[Haskell-cafe] First steps in Haskell
Simon Peyton-Jones
simonpj at microsoft.com
Tue Dec 20 03:45:08 EST 2005
| (mild) culture shock here. It is typical for people in the Haskell
| community to view things in a rather principled way. A language
| tutorial is supposed to introduce /the language/. If you want to know
| how to compile or execute a Haskell program, well then, look at the
| appropriate tutorial on the /implementation/. At first this may appear
| like deliberately creating hurdles, but it isn't, it's merely the way
| many (though not all) Haskell people tend to think. They take it for
| granted that a new user is at least educated enough to be aware of the
| difference between the language itself, and its concrete implementation
| in the form of an interpretation or a compilation system.
I, for one, don't take it for granted! Furthermore, I think the Haskell community is pretty friendly; for example, a great deal of entirely non-condescending advice is given to newcomers on Haskell Café. I'm certain there are hurdles, but I think on the whole they are there by accident rather than design. (Apart from functional programming itself, which often is a bit of a hurdle, but that's the reason we are here!)

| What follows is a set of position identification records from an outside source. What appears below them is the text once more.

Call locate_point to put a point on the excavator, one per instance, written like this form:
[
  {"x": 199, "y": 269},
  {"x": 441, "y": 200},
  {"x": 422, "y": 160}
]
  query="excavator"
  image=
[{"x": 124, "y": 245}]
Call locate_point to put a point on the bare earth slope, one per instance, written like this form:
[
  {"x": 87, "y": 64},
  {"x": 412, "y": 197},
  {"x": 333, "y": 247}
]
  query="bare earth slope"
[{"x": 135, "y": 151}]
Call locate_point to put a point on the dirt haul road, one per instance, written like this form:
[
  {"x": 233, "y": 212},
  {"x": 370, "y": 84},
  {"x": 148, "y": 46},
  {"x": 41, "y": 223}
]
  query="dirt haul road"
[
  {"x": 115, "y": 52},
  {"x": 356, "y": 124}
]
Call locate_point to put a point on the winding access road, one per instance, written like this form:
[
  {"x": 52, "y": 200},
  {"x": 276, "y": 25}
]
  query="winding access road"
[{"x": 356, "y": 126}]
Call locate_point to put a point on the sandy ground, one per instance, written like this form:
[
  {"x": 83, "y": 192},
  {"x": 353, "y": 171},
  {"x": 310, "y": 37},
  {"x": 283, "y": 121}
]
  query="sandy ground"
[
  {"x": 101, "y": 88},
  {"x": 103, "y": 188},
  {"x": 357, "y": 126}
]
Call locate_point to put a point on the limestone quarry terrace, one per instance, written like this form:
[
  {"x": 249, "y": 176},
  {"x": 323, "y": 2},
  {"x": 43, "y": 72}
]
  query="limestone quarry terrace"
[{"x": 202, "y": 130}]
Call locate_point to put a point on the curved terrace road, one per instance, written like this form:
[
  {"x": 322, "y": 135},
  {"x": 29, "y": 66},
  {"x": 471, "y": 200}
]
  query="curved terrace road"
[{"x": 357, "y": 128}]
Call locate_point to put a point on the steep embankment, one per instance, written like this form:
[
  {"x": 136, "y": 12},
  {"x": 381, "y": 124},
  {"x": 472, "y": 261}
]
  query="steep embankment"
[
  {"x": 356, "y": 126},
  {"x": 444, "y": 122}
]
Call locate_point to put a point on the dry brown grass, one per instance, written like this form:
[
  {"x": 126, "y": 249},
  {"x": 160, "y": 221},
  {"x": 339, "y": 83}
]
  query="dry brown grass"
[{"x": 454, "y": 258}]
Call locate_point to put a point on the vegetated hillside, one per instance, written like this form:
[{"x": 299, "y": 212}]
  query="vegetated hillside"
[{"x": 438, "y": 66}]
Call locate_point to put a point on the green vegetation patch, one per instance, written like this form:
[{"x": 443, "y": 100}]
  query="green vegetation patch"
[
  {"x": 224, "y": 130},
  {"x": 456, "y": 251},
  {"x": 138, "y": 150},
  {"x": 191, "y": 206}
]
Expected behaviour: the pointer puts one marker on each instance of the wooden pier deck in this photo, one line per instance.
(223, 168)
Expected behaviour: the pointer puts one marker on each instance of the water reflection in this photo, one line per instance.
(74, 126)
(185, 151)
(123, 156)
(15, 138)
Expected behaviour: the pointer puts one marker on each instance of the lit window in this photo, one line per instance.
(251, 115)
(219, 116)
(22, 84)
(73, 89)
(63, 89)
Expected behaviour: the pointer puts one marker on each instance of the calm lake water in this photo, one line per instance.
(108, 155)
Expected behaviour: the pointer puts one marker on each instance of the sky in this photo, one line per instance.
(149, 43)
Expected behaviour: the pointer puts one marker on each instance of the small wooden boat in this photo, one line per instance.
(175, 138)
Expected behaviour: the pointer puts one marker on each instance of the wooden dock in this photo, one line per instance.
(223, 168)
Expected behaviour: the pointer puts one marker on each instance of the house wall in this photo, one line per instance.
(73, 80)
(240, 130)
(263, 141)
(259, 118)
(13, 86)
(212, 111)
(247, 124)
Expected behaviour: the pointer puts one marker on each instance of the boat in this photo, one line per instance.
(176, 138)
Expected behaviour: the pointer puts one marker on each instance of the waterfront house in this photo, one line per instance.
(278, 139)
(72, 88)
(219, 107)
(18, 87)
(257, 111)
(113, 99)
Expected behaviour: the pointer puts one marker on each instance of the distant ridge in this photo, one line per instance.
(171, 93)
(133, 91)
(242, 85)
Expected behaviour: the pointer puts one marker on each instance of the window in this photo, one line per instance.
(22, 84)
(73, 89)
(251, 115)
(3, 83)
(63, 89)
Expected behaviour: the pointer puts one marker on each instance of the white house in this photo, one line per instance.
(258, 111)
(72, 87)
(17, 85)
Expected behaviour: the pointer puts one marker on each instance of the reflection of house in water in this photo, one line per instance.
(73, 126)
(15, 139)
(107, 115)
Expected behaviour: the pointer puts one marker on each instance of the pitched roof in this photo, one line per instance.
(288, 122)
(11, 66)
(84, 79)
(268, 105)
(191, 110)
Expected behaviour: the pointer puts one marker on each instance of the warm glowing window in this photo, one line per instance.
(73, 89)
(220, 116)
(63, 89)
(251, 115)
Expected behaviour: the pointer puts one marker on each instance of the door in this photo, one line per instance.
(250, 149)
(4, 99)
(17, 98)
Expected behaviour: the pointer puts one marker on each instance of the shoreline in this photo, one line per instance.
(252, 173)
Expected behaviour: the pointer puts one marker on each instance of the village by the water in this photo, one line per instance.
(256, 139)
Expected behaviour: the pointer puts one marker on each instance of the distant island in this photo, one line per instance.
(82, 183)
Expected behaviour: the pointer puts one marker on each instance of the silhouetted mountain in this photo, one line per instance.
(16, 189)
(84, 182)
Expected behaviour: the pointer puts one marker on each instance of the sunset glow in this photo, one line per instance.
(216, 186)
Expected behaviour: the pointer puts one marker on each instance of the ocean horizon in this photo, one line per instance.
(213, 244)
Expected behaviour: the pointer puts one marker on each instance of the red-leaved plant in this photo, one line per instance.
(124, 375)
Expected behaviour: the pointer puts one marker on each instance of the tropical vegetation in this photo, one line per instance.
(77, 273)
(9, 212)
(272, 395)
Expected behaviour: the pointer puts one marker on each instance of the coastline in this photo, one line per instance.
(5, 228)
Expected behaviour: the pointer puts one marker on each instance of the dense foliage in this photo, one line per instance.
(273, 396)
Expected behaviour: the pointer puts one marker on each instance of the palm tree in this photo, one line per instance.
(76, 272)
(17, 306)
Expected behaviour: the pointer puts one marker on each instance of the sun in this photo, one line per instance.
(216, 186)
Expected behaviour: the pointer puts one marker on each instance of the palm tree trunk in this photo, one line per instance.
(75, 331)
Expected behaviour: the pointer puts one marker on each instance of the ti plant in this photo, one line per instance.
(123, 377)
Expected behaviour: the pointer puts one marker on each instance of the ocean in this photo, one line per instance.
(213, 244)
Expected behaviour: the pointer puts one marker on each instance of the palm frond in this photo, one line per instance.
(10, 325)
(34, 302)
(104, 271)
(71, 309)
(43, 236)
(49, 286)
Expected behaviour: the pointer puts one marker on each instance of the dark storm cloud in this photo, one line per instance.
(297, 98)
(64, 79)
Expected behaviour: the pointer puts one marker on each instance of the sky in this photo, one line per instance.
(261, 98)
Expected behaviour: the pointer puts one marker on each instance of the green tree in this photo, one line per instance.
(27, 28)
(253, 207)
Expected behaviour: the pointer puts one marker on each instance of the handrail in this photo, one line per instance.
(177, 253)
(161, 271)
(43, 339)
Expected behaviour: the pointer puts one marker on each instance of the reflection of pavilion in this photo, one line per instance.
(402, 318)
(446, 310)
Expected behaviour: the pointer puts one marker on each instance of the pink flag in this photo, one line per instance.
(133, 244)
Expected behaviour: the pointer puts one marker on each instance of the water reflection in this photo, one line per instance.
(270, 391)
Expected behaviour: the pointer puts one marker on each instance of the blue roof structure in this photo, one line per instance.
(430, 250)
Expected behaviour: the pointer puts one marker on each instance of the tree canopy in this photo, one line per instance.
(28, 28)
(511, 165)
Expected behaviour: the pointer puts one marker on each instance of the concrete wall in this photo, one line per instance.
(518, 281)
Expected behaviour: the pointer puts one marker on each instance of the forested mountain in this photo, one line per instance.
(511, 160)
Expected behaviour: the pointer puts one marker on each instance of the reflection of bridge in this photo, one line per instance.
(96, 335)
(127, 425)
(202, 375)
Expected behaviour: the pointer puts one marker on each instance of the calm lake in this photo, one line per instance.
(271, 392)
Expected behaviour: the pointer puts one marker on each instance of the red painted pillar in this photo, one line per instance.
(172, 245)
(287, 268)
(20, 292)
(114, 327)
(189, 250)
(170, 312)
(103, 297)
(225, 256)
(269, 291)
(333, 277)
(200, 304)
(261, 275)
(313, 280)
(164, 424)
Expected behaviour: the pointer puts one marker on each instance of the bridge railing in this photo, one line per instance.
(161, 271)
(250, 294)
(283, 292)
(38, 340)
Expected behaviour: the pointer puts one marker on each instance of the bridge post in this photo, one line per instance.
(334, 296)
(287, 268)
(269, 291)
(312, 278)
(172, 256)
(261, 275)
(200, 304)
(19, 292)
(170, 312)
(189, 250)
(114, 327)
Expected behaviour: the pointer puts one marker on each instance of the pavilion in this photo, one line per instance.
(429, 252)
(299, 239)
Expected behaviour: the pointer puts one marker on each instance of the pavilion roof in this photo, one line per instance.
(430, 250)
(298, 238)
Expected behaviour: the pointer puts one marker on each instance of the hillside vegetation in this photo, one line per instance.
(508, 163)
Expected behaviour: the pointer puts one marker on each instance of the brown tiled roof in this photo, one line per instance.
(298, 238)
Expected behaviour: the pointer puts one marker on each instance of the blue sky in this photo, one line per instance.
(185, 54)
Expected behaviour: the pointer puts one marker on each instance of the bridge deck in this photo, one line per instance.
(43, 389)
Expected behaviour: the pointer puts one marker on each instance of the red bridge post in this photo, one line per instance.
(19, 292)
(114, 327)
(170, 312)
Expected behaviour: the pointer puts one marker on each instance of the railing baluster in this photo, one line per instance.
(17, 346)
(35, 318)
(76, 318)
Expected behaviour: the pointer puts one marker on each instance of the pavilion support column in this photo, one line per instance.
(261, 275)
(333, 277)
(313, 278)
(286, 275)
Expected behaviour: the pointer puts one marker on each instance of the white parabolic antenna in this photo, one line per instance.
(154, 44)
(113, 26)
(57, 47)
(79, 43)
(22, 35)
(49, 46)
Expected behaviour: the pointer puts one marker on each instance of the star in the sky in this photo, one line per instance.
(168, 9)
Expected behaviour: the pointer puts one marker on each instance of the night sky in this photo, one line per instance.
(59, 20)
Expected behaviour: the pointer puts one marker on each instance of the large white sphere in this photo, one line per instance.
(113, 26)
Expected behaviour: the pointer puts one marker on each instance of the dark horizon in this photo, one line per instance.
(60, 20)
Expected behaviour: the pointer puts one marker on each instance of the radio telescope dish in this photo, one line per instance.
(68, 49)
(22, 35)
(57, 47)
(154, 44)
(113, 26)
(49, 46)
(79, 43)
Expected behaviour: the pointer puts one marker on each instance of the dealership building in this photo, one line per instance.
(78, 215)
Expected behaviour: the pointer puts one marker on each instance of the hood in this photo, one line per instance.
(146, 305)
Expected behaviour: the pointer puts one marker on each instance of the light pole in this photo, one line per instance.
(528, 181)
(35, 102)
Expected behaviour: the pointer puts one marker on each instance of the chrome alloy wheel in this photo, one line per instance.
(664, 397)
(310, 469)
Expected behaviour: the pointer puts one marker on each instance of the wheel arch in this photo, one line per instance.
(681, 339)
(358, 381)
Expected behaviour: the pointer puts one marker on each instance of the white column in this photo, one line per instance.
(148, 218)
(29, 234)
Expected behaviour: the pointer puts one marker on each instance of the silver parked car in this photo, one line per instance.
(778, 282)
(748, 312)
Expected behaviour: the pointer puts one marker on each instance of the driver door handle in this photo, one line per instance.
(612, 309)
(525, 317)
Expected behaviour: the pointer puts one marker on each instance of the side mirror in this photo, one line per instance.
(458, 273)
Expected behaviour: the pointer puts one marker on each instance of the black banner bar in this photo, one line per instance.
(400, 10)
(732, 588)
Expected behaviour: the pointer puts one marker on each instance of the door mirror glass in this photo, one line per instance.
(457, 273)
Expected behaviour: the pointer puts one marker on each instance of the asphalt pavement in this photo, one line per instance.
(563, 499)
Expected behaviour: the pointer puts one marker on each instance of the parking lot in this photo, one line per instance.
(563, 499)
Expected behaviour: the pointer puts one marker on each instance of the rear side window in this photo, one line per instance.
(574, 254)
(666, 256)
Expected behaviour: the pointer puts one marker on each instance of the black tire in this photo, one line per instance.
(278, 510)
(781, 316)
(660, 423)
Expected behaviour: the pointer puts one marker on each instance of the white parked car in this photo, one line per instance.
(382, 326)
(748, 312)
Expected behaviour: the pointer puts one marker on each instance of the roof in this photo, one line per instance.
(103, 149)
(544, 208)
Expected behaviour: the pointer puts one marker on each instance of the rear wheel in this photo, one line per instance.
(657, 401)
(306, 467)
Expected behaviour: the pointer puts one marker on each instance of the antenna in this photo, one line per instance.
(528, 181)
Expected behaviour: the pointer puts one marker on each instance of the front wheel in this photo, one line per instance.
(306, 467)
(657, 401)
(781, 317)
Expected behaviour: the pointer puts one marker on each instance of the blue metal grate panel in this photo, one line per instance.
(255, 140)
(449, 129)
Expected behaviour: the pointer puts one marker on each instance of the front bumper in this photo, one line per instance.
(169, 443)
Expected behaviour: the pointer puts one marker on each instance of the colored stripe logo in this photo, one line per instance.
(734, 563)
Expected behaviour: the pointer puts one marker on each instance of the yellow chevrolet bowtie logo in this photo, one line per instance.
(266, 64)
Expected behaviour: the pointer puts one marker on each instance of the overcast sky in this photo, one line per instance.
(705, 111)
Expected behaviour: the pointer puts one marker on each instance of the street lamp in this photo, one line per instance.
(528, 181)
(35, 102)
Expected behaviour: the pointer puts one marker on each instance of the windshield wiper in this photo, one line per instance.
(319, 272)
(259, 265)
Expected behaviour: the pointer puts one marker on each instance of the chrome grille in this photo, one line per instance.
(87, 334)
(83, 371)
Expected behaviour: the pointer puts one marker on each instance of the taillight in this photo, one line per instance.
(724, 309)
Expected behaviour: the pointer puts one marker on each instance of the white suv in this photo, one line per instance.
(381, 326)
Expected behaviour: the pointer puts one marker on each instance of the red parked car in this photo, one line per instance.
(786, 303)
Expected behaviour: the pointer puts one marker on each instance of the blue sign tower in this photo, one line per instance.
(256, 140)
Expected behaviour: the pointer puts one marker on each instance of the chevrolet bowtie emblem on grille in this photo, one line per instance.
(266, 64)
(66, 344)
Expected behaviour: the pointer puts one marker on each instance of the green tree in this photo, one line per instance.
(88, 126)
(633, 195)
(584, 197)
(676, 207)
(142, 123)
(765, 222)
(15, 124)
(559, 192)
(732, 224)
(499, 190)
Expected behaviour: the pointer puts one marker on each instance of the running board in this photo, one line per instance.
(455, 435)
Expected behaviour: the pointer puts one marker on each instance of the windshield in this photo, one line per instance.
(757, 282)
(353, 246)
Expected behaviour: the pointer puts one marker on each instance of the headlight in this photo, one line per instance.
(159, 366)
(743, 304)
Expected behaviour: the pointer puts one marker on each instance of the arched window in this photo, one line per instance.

It turns out that there are a couple of introductory Wiki pages already:
http://www.haskell.org/hawiki/HaskellNewbie
http://www.haskell.org/hawiki/HaskellDemo
It'd be great if someone would like to improve them in the light of this thread. (Anyone can do this.) Ideally there should be a single Wiki page that the Haskell.org web site can point to; perhaps the editing could bear that in mind?